The word chloroplast is derived from the Greek words chloros, which means green, and plast, which means form or entity. Chloroplasts are members of a class of organelles known as plastids.
Chloroplasts are observable as flat discs usually 2 to 10 micrometers in diameter and 1 micrometer thick. In land plants, they are, in general, 5 μm in diameter and 2.3 μm thick. The chloroplast is contained by an envelope that consists of an inner and an outer phospholipid membrane. Between these two layers is the intermembrane space. A typical parenchyma cell contains about 10 to 100 chloroplasts.

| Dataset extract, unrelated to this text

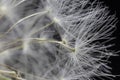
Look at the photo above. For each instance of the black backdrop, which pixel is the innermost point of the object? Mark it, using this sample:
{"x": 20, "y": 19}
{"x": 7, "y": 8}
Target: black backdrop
{"x": 115, "y": 9}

The material within the chloroplast is called the stroma, corresponding to the cytosol of the original bacterium, and contains one or more molecules of small circular DNA. It also contains ribosomes; however most of its proteins are encoded by genes contained in the host cell nucleus, with the protein products transported to the chloroplast.
Recently, chloroplasts have caught attention by developers of genetically modified plants. In most flowering plants, chloroplasts are not inherited from the male parent, although in plants such as pines, chloroplasts are inherited from males. Where chloroplasts are inherited only from the female, transgenes in these plastids cannot be disseminated by pollen. This makes plastid transformation a valuable tool for the creation and cultivation of genetically modified plants that are biologically contained, thus posing significantly lower environmental risks. This biological containment strategy is therefore suitable for establishing the coexistence of conventional and organic agriculture. While the reliability of this mechanism has not yet been studied for all relevant crop species, recent results in tobacco plants are promising, showing a failed containment rate of transplastomic plants at 3 in 1,000,000.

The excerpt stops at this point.